Scientists announce comprehensive regional diagnostic of microbial ocean life using DNA testing
Scientists at Scripps Institution of Oceanography at UC San Diego, the J. Craig Venter Institute (JCVI), and the National Oceanic and Atmospheric Administration (NOAA) used tools of genetics research akin to those used in genealogical research to evaluate the diversity of marine life off the California coast.
The result is a breakthrough technique that researchers will be able to use to diagnose conditions at the base of the ocean food web that affect the abundance of commercially important fishes or create harmful algal blooms. From the information gathered by a method called "metabarcoding," scientists can also use so-called environmental DNA (eDNA) to evaluate how effectively the oceans can protect the planet from the effects of climate change.
The team reports on the findings May 4 in the journal Nature Communications.
"It's the ecological sampling method of the future," said study first author Chase James, a graduate student at Scripps Oceanography and JCVI researcher. "This study represents the first deployment of this approach within a long-term ecological sampling context. It reveals what you can see when all this hidden diversity is finally shown."
The new way of assessing ocean microbiomes—collections of microscopic plants, animals, and other organisms living in given habitats—vastly improves scientists' ability to perform diagnostics on the oceans. In the case of this study, researchers were able to use genetic information to identify the most important factor governing how many organisms are in the ocean in surface waters off the California coast and where they are distributed. They found that nutrient supply shapes the profile of microbial life in the California Current even more than temperature. This conclusion is one that could not have been reached using traditional means.
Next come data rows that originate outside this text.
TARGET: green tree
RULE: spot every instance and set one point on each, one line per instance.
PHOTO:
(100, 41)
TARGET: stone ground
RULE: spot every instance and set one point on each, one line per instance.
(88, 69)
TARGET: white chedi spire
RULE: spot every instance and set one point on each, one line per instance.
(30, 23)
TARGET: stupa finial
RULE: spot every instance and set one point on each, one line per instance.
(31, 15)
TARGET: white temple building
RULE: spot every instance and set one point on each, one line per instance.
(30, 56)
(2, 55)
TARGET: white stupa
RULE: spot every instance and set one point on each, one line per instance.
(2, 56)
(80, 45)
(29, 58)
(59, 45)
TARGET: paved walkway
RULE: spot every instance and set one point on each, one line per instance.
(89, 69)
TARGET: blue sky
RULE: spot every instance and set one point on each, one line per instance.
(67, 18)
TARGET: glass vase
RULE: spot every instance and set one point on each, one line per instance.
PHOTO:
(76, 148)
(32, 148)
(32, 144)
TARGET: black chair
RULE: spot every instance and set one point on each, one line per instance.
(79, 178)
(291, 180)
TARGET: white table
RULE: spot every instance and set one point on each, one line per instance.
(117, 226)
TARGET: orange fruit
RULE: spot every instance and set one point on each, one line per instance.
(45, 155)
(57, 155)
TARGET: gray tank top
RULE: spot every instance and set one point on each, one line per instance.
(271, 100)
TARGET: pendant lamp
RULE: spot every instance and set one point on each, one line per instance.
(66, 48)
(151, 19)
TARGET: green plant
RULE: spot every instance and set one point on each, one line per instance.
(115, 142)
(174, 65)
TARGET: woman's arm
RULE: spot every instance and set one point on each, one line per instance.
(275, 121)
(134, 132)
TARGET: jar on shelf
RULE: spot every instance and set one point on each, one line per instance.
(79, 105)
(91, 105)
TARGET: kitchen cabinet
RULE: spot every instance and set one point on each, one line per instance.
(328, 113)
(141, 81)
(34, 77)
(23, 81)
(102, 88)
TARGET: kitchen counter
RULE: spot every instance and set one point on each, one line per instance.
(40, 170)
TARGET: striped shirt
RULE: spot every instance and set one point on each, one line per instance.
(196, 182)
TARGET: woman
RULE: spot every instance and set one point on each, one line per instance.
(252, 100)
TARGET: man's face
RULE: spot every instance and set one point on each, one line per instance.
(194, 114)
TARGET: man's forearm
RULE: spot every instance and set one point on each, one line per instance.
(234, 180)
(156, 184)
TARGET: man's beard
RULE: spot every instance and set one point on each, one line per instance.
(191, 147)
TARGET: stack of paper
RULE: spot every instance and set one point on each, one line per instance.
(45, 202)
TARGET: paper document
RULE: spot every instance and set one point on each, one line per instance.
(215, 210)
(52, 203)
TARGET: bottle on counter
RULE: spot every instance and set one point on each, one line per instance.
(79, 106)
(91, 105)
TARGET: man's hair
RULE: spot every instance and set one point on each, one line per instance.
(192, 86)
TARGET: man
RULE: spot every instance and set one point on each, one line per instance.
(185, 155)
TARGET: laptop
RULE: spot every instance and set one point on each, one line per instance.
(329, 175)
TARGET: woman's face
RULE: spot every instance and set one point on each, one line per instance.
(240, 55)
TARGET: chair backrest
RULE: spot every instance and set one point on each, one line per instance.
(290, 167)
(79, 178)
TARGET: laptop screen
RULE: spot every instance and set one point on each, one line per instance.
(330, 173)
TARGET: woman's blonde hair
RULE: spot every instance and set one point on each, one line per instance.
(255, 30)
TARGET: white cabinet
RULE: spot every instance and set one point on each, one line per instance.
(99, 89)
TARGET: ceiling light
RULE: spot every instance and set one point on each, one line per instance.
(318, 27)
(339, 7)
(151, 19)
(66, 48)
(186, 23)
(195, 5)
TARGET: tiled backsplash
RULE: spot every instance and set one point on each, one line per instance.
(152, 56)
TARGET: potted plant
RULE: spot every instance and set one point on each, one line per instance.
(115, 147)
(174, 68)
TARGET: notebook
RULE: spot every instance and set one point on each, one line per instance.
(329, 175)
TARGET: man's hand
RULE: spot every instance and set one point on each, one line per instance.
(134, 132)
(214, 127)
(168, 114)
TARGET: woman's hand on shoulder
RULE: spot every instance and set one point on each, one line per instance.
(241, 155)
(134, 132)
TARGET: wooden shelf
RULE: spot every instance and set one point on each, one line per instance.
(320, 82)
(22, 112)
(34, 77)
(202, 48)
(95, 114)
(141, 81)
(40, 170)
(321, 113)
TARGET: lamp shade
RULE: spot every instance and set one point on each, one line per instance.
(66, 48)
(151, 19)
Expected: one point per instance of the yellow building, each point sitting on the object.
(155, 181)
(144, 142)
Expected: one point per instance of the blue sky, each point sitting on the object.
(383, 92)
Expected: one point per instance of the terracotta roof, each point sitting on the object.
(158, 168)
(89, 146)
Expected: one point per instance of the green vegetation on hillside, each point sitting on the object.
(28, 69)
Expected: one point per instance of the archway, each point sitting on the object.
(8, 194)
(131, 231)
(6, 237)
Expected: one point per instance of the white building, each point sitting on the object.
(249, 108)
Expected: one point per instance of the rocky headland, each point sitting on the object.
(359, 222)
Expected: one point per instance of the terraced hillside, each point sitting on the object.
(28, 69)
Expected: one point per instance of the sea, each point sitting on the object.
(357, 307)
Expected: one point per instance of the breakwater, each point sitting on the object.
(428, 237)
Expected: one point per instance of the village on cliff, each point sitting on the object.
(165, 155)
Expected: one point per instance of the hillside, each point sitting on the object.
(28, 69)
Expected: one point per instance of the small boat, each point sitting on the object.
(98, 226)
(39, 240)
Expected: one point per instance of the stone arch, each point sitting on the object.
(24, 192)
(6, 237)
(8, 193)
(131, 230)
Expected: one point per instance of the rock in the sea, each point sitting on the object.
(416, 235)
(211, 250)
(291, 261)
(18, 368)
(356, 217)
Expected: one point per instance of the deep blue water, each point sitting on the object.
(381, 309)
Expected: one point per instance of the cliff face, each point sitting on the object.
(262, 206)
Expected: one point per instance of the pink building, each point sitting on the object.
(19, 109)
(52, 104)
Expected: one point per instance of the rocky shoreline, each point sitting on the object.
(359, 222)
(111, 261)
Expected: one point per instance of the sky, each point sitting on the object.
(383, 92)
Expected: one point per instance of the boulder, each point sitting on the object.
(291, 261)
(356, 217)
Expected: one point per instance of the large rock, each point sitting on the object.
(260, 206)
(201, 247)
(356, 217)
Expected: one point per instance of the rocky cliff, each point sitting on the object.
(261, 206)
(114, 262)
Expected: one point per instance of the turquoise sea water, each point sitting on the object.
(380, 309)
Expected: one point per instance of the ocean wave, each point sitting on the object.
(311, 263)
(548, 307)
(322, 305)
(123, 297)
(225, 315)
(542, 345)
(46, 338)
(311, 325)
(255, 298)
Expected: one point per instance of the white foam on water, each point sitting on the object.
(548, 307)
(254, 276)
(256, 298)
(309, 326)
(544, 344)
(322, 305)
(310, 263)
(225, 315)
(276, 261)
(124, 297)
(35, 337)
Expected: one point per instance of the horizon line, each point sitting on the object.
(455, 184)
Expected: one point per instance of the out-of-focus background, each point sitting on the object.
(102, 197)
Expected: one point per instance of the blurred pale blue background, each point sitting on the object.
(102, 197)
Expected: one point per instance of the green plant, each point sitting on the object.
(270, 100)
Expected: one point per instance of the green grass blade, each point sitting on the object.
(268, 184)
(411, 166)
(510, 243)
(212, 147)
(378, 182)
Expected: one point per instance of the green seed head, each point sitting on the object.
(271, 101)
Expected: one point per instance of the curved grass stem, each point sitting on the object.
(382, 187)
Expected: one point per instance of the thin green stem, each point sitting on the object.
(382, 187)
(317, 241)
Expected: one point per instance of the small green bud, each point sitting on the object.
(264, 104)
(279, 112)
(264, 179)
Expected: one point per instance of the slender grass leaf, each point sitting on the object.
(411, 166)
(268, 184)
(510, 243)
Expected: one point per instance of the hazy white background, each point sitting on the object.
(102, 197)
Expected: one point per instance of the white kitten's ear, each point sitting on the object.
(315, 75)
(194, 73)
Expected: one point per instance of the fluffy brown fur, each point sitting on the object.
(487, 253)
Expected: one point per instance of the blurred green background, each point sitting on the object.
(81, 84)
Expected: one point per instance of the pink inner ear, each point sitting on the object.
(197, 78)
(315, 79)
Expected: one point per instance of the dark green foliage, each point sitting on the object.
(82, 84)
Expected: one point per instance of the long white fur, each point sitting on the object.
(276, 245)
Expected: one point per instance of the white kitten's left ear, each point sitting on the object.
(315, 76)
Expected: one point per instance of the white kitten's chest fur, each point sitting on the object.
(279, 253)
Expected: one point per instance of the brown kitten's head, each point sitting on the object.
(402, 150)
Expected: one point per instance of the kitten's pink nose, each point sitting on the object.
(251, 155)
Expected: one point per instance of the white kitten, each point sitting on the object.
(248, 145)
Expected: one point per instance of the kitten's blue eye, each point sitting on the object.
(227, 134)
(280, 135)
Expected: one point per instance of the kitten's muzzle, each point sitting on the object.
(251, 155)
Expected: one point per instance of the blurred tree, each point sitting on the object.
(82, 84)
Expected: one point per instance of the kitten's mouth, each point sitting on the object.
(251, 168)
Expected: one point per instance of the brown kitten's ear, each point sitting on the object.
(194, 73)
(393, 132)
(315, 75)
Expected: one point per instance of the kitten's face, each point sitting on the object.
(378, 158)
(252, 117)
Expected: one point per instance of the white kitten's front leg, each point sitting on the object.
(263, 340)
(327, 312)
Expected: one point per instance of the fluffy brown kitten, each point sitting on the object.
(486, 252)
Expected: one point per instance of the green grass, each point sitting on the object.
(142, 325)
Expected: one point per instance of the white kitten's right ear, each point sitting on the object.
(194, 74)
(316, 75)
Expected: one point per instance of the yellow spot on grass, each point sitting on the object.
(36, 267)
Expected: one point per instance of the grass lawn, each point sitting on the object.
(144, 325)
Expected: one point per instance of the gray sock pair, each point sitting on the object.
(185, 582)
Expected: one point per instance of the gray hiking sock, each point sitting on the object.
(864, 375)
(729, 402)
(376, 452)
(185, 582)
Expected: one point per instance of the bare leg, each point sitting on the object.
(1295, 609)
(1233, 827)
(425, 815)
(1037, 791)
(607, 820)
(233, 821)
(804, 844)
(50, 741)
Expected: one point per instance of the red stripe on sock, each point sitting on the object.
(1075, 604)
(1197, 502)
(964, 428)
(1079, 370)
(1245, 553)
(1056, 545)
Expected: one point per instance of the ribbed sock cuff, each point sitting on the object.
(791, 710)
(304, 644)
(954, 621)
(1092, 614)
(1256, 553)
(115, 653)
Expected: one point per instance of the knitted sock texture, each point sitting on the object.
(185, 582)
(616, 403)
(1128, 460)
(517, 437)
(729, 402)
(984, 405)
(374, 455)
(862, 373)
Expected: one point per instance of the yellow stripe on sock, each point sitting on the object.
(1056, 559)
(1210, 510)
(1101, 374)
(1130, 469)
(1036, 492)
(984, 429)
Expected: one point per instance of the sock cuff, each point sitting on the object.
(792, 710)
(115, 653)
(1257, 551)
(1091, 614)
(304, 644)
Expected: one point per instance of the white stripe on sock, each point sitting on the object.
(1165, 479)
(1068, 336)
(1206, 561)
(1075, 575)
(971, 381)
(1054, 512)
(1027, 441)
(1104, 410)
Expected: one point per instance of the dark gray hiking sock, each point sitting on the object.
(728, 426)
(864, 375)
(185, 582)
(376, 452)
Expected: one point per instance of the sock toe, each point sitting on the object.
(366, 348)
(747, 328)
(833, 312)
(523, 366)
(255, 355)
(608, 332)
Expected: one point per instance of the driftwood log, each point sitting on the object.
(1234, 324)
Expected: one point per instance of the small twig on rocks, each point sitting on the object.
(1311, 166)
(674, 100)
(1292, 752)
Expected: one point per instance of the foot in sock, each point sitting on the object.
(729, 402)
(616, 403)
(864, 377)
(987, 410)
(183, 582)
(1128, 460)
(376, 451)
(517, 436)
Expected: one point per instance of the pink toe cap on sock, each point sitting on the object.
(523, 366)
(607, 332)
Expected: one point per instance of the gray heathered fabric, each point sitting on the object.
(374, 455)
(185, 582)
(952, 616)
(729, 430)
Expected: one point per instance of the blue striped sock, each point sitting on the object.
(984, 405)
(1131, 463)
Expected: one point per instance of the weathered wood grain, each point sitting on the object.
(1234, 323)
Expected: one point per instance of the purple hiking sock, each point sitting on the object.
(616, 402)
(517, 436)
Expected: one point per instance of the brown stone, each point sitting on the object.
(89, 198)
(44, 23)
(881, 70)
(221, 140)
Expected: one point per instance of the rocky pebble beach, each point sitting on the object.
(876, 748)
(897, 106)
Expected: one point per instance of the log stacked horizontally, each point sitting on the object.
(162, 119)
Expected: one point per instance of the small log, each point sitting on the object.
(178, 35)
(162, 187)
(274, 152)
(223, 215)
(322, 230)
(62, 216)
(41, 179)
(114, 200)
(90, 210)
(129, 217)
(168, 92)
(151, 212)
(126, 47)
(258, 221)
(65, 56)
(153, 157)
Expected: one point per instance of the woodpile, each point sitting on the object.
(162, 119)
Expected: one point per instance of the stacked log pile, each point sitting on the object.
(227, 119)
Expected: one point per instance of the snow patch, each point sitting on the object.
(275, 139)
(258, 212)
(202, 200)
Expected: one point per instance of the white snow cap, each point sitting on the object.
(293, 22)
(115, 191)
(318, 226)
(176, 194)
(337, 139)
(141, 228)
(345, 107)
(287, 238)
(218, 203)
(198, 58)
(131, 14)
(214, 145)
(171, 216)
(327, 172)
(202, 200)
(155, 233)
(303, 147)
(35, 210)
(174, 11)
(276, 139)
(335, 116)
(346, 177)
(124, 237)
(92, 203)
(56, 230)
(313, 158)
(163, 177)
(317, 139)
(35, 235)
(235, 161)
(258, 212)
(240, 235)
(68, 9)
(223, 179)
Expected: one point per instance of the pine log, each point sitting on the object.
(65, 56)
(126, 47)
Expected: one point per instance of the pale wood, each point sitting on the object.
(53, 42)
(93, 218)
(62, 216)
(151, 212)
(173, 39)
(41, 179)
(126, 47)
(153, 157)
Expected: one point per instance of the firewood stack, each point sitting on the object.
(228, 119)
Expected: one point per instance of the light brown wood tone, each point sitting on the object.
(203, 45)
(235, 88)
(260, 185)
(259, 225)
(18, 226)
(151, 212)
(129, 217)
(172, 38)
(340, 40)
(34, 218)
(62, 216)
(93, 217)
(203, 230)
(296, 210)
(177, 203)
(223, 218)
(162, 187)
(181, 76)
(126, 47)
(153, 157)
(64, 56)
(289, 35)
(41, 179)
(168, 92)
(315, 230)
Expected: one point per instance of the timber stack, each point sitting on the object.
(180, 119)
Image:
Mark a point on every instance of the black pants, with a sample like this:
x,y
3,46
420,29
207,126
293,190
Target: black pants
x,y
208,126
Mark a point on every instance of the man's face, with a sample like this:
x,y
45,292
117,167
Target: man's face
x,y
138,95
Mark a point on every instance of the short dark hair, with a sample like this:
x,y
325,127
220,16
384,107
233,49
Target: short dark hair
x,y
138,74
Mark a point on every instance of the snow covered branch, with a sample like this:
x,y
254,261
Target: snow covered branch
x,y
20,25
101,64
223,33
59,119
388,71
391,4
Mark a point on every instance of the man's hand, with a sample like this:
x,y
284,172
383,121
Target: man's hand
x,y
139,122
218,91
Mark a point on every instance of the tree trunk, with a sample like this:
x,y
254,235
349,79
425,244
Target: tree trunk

James likened the process to scanning the barcodes of all the products in a grocery store to obtain an inventory of them. James' advisor Andrew Allen launched the effort, titled the NOAA CalCOFI Ocean Genomics Project (NCOG), in 2014, starting with water samples gathered during cruises of the iconic CalCOFI surveys, a quarterly program that Scripps has co-managed since 1949. The samples collected in two-liter bottles were filtered, and the filters were frozen and brought back to the lab. The scientists then profiled all DNA they found in those samples in the manner that commercial DNA testing companies identify people's genetic profiles, identifying all the microorganisms in the samples. They also estimated how many specimens of all the identified species were in the sample.
The method is an improvement upon traditional techniques such as light microscopy, which capture sentinel species commonly found in seawater or on bulk indicator measurements such as how much chlorophyll is in the water. In comparison to metabarcoding, those methods just give broad strokes-level information of what life lives where. Metabarcoding allows for more precise identification of species and the acquisition of more data with the same effort.
CalCOFI was created just after World War II to help officials and the fishing industry understand what caused the sudden collapse of sardine populations off the West Coast. The program conducts quarterly cruises at an array of stations off the coast. There, scientists repeat a suite of physical and biogeochemical measurements revealing ecological conditions. From the surveys, scientists have collected a history of the marine environment unequaled in the world.
"It's interesting that 70 years ago, CalCOFI couldn't have even imagined that you could sample two liters of seawater and get comprehensive data on the marine microbial community," said James, "but a major future goal of this study is to achieve the initial goals that CalCOFI set out to accomplish, which is to understand the processes that drive the success and failure of our regional fisheries. This cutting-edge research may be used to answer 70-year-old questions."